Sunday, March 28, 2010
Fun at the East Cobb Quilters’ Guild
I just returned from teaching two workshops and speaking to the East Cobb Quilters’ Guild in Marietta, Georgia, near Atlanta. What a wonderful, warm group of quilters! I was invited to teach there after Danielle Morgan wrote me; at the time, I think she was the guild president, and discovered my blog and website. That’s Danielle above with the wonderful dragonfly she created in the thread sketching class I taught on Saturday.
I can’t tell you how wonderfully they treated me; taking me for great meals, helping me schlep all my stuff in and out of several different workshop and meeting sites, helping me set up, helping me sell my patterns, book and DVD, but most of all, helping me out when I got sick. It is hard to be away from home and attempting to be professional when you are sick. Especially sick the way I was sick (I will spare you the details, but you can take my word for it that it wasn't pretty.) Luckily, it was only a 12-hour bug and I was back on my feet in time to speak to the guild on Friday morning.

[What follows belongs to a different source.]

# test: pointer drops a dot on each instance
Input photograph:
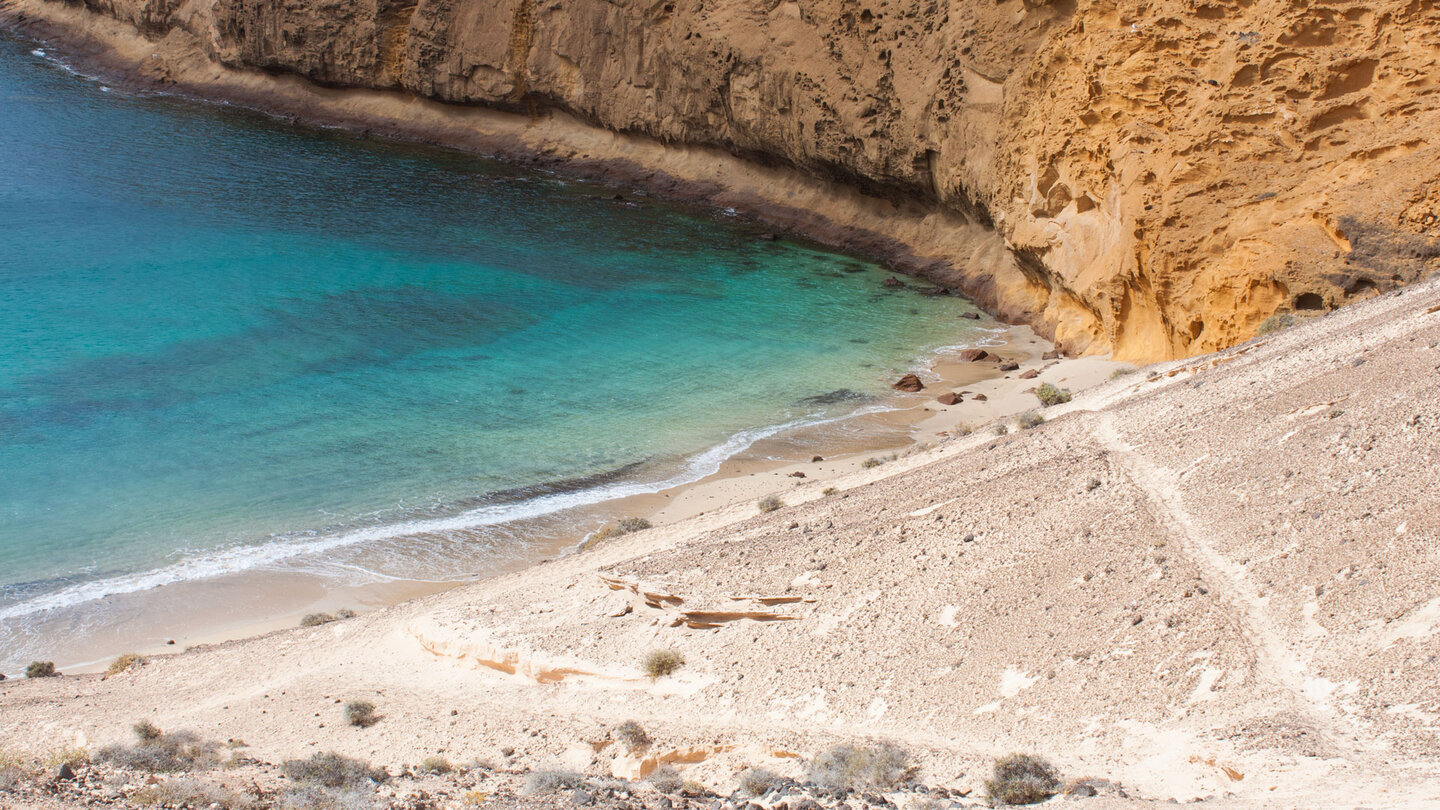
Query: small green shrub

What a great program chair this guild has in Pam Cornutt. She is a ball of energy, and was unfailingly helpful, organized and cheerful.
After the guild meeting, Linda Christensen came up to me, excited to see my rust-dyed piece. She had been collecting rusty stuff, and after talking with me and finding me to be a fellow admirer of rust, went out to her car and brought back a big box filled with the most marvelous rusty bits. Look at this!

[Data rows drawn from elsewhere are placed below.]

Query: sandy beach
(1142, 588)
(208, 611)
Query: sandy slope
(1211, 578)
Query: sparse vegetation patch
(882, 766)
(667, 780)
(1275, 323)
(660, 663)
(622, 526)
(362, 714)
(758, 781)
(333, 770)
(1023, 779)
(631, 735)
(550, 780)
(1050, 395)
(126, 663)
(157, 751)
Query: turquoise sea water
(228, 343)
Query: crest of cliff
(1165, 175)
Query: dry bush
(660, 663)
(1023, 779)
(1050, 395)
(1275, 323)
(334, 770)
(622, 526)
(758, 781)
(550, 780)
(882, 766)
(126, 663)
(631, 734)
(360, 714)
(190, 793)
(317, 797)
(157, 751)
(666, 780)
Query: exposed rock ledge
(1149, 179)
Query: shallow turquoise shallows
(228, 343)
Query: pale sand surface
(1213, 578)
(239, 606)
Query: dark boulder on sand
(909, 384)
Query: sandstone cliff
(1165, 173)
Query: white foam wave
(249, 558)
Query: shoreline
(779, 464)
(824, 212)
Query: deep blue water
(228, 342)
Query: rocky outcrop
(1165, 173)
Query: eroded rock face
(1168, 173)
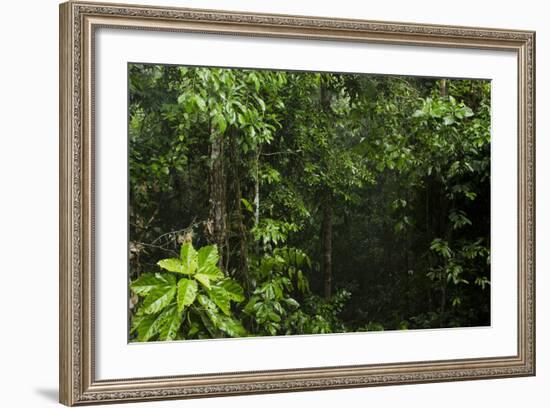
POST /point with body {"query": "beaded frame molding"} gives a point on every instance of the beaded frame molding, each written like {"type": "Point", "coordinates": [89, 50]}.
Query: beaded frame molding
{"type": "Point", "coordinates": [78, 22]}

These are scraps from a metal stamping company. Wow, wow, wow! Thank you, Linda! I wish I had time to work with these right now, but they might have to wait until I get some big projects finished up. (After I took this photo, by daughter came in and said, “Those are interesting rusty things on the kitchen counter, Mama… you have had a tetanus shot lately, haven’t you?”)

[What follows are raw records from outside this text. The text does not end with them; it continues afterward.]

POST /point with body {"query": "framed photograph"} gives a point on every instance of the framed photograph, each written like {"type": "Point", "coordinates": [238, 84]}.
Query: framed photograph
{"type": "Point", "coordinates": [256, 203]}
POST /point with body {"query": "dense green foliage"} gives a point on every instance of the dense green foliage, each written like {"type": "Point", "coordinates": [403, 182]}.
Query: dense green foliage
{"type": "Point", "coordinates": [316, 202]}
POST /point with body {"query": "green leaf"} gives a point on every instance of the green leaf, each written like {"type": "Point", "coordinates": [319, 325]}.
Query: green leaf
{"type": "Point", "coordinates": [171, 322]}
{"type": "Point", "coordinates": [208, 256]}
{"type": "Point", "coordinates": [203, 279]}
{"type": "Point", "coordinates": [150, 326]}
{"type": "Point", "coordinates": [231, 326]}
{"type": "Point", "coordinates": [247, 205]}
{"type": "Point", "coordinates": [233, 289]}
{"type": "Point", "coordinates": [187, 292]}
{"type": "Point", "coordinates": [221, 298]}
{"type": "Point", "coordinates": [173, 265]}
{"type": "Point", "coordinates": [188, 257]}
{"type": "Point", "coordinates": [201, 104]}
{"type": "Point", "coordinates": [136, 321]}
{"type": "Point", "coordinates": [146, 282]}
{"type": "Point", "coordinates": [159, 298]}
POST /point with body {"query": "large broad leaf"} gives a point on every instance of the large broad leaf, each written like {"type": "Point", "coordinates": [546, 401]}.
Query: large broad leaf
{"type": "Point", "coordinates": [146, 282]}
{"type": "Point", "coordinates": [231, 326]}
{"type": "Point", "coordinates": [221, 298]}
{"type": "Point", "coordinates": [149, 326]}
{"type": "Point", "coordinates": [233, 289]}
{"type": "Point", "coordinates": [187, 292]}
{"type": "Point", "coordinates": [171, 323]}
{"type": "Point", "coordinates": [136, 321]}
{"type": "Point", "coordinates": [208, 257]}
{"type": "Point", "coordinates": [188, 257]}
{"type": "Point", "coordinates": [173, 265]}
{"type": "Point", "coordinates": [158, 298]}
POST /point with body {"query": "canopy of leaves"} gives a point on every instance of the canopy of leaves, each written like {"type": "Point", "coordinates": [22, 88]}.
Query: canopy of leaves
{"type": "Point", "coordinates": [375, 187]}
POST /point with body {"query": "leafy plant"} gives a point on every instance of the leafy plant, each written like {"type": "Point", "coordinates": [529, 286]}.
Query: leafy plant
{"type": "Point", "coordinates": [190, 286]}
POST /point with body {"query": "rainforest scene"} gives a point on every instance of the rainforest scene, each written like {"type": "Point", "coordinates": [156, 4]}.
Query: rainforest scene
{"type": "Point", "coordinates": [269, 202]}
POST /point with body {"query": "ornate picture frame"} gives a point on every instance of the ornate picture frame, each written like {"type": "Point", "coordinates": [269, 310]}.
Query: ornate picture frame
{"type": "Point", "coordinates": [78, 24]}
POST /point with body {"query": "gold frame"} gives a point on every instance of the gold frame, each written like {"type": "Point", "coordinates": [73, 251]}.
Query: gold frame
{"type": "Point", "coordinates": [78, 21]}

Asking students to complete evaluation forms after I teach a class is something I started to do recently. I’m so glad I decided to do it, because I’m getting wonderful feedback from my students. Most of them gave my two classes and my teaching good marks, and that was reassuring. But the constructive criticism and suggestions were invaluable. It made me wonder why more teachers – and more guilds, for that matter – don’t make teacher/class evaluations a regular thing.